In the three months ended March 31, 2015, we capitalized $0.3 million in costs related to the development of the biologistex web and mobile applications. Maintenance and enhancement costs, including those costs in the post-implementation stages, will be expensed as incurred, unless such costs relate to substantial upgrades and enhancements to the software that result in added functionality, in which case the costs are capitalized. Capitalized costs will be amortized on a straight-line basis over estimated useful life of three years once the software has been commercially deployed.

  

Recent Accounting Pronouncements

 

On May 28, 2014, the Financial Accounting Standards Board (“FASB”) issued ASU No. 2014-09, Revenue from Contracts with Customers, Topic 606, requiring an entity to recognize the amount of revenue to which it expects to be entitled for the transfer of promised goods or services to customers. The updated standard will replace most existing revenue recognition guidance in U.S. GAAP when it becomes effective and permits the use of either the retrospective or cumulative effect transition method. Early adoption is not permitted.

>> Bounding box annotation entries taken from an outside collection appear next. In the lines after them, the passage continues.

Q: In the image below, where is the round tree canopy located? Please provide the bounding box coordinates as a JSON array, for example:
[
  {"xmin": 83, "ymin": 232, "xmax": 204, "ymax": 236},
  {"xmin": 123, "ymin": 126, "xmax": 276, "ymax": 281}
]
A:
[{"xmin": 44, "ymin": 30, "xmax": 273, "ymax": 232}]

The updated standard becomes effective for us in the first quarter of fiscal 2017. We have not yet selected a transition method and we are currently evaluating the effect that the updated standard will have on our consolidated financial statements and related disclosures.

 

With the exception of the new revenue standard discussed above, there have been no new accounting pronouncements not yet effective that have significance, or potential significance, to our Consolidated Financial Statements.